By Kim Polacek, APR, CPRC - June 28, 2019
“Every two minutes a woman dies of HPV-related cervical cancer. This is a completely preventable cancer!” Those powerful words from Moffitt Cancer Center’s Dr. Anna Giuliano kicked off a congressional briefing at the Rayburn House Building in Washington, D.C. Thursday. The briefing on human papillomavirus (HPV) and HPV-related cancers, presented by Moffitt, the American Association for Cancer Research and the Biden Cancer Initiative, was sponsored by U.S. Representative Kathy Castor. She offered these remarks to the standing-room only crowd.
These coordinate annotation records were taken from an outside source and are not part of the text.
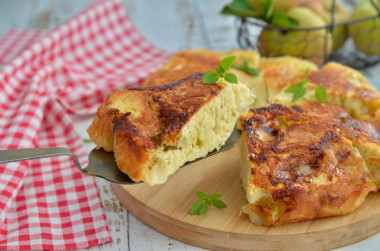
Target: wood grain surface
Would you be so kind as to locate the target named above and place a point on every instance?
(166, 208)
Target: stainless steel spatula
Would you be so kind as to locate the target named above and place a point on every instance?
(101, 163)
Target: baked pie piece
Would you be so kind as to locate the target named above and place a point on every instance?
(345, 87)
(155, 130)
(295, 167)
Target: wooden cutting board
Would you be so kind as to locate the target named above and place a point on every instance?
(166, 208)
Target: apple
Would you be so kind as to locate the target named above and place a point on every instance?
(366, 34)
(305, 44)
(341, 14)
(278, 5)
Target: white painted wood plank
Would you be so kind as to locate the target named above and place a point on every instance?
(169, 24)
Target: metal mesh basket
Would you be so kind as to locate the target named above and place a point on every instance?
(272, 40)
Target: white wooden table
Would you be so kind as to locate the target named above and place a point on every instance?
(173, 25)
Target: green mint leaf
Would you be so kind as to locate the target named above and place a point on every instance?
(293, 22)
(219, 204)
(295, 87)
(279, 18)
(245, 67)
(203, 209)
(299, 93)
(214, 195)
(201, 195)
(305, 74)
(208, 201)
(231, 78)
(239, 67)
(250, 71)
(220, 71)
(227, 62)
(240, 8)
(195, 208)
(210, 77)
(267, 9)
(320, 93)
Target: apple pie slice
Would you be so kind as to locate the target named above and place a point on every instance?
(295, 167)
(345, 87)
(155, 130)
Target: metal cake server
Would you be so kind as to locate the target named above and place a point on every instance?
(101, 163)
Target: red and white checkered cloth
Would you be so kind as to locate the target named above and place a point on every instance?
(48, 203)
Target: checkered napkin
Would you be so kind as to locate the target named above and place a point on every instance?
(48, 203)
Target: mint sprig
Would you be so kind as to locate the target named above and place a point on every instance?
(245, 67)
(201, 206)
(212, 77)
(299, 89)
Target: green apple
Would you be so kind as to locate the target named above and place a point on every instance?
(341, 14)
(366, 34)
(278, 5)
(305, 44)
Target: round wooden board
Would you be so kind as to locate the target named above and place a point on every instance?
(166, 208)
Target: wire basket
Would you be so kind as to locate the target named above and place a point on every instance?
(270, 40)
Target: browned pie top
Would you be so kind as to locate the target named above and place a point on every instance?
(338, 118)
(341, 81)
(303, 162)
(184, 64)
(159, 112)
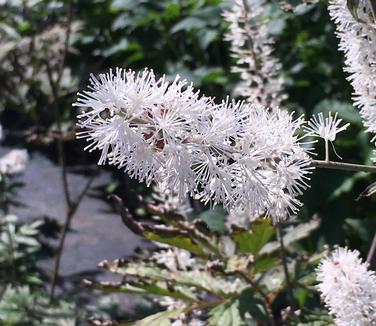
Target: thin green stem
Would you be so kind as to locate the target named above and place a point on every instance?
(284, 264)
(326, 150)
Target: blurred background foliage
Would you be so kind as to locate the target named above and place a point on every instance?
(182, 37)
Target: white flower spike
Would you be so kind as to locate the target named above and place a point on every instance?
(251, 47)
(232, 153)
(325, 128)
(348, 288)
(357, 41)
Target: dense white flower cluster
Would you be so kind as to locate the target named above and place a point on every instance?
(357, 41)
(251, 46)
(232, 153)
(348, 288)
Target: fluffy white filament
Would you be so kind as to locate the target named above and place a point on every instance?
(251, 47)
(232, 153)
(358, 42)
(325, 128)
(348, 288)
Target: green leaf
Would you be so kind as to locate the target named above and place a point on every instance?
(264, 263)
(158, 288)
(150, 271)
(214, 218)
(244, 309)
(253, 241)
(292, 235)
(163, 318)
(178, 240)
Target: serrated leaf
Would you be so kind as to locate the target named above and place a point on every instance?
(176, 240)
(160, 288)
(264, 263)
(163, 318)
(150, 271)
(253, 241)
(214, 218)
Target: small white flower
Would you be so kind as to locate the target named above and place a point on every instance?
(348, 288)
(14, 162)
(325, 128)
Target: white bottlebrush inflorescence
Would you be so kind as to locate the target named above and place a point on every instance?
(348, 288)
(326, 128)
(251, 47)
(232, 153)
(357, 40)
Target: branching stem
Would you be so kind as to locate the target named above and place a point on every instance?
(343, 166)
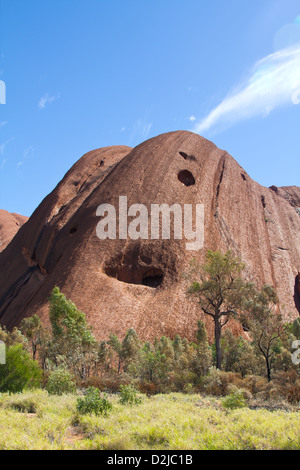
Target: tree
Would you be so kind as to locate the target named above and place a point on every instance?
(219, 291)
(265, 324)
(72, 336)
(32, 328)
(19, 371)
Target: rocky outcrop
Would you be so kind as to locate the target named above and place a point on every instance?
(9, 225)
(140, 283)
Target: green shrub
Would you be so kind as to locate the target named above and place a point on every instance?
(94, 402)
(234, 400)
(129, 395)
(60, 381)
(19, 371)
(24, 405)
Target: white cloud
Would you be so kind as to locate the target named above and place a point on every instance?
(273, 83)
(47, 99)
(2, 146)
(141, 129)
(28, 151)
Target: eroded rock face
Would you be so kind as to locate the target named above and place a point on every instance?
(9, 225)
(125, 283)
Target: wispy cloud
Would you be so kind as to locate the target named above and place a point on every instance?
(47, 99)
(273, 83)
(28, 151)
(2, 146)
(140, 130)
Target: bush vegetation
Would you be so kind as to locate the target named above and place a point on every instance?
(68, 356)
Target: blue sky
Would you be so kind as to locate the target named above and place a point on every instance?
(84, 74)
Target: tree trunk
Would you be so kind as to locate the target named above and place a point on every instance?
(268, 369)
(218, 343)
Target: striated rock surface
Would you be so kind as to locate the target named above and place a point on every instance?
(125, 283)
(9, 225)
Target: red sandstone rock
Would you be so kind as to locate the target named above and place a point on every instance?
(9, 225)
(139, 283)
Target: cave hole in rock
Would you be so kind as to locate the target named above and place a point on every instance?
(153, 277)
(186, 177)
(187, 157)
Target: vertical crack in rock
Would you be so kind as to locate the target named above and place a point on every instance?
(218, 187)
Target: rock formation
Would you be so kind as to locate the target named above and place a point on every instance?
(9, 225)
(140, 283)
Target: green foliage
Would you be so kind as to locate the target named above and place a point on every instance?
(60, 381)
(12, 337)
(72, 338)
(234, 400)
(219, 291)
(128, 395)
(94, 403)
(20, 371)
(265, 323)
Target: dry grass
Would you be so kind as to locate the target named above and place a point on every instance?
(35, 420)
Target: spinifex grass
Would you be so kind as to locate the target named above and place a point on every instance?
(174, 421)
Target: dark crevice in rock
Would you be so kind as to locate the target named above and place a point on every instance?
(297, 292)
(218, 188)
(187, 157)
(153, 277)
(186, 177)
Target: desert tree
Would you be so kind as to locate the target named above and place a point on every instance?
(265, 323)
(218, 288)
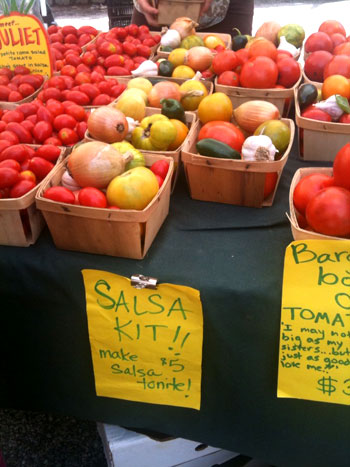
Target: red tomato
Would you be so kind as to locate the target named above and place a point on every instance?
(259, 73)
(50, 152)
(64, 121)
(60, 194)
(288, 72)
(307, 188)
(229, 78)
(18, 152)
(40, 166)
(8, 177)
(341, 167)
(315, 64)
(68, 136)
(225, 132)
(316, 114)
(27, 175)
(21, 188)
(318, 41)
(11, 163)
(160, 168)
(224, 61)
(42, 130)
(328, 212)
(93, 197)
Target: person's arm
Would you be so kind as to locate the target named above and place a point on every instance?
(148, 11)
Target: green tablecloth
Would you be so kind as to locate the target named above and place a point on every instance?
(234, 256)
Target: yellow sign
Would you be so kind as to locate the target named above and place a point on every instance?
(314, 353)
(146, 345)
(24, 41)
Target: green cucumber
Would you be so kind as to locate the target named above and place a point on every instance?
(213, 148)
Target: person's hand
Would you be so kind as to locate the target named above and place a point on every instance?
(205, 7)
(149, 12)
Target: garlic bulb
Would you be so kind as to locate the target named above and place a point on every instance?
(146, 68)
(171, 39)
(285, 45)
(258, 148)
(331, 107)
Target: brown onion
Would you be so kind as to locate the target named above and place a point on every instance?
(96, 164)
(251, 114)
(199, 58)
(107, 124)
(184, 26)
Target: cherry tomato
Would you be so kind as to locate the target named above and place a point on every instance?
(307, 187)
(160, 168)
(8, 177)
(341, 167)
(60, 194)
(328, 212)
(259, 72)
(21, 188)
(93, 197)
(40, 166)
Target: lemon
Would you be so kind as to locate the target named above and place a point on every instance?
(140, 83)
(183, 71)
(137, 92)
(192, 102)
(177, 56)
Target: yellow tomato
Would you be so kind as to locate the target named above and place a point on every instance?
(216, 106)
(181, 133)
(133, 189)
(211, 41)
(183, 71)
(177, 56)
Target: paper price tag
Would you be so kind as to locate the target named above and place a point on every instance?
(146, 345)
(314, 353)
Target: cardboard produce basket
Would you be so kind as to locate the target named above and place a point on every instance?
(281, 98)
(319, 141)
(297, 231)
(169, 10)
(20, 222)
(191, 119)
(124, 233)
(225, 37)
(230, 181)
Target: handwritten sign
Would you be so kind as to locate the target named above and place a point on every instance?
(24, 41)
(314, 354)
(146, 345)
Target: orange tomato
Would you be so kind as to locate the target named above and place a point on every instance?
(181, 133)
(216, 106)
(336, 84)
(263, 47)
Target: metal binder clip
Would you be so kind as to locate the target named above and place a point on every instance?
(142, 282)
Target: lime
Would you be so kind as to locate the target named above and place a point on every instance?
(278, 132)
(294, 34)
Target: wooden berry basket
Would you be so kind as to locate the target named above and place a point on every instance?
(230, 181)
(319, 141)
(281, 98)
(227, 38)
(20, 222)
(191, 119)
(123, 233)
(297, 231)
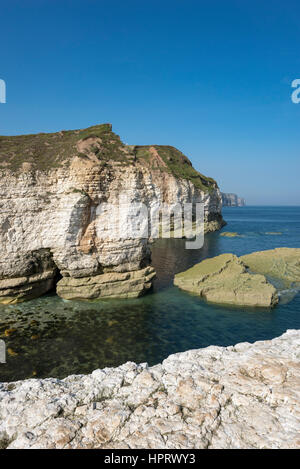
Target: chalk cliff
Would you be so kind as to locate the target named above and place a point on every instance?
(53, 225)
(232, 200)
“Every one of you has a role to play in our goal. We have the tools to eliminate HPV-related cancers and save lives,” said U.S. Rep. Castor.
One in 20 cancers worldwide is caused by HPV. In the United States, nearly 34,000 people will develop an HPV-related cancer this year. While cervical cancer is a more well-known HPV-related cancer, just as many men are diagnosed with HPV-related throat cancer as women with cervical cancer. The main difference is cervical cancer can be detected through regular screenings. There are no screenings available for throat cancer and other cancers caused by HPV.
Our only tool is prevention through HPV vaccination. However, the vaccine isn’t being widely used in the U.S.
“We have the opportunity to eliminate up to six HPV-related cancers in our lifetime, starting with cervical cancer. But we need to achieve high vaccine coverage and more widespread participation in cervical cancer screening and treatment programs,” said Giuliano, founder and director of Moffitt’s Center for Immunization and Infection Research in Cancer.
Moffitt has partnered with dozens of cancer organizations and centers to issue a call to action to achieve the objectives of Healthy People 2020:
- Complete vaccination of more than 80% of females and males ages 13 to 15 by 2020;
- Screen 93% of eligible females for cervical cancer by 2020;
- Provide prompt follow-up and treatment of females who screen positive for high-grade cervical precancerous lesions.
“It’s really exciting to say we can get rid of, we can end seeing these cancers. The first step is educating everyone on the tools we have at our disposal and why we think it is possible to get to this goal. And maybe the U.S. could be the first country to eliminate cervical cancer,” said Giuliano.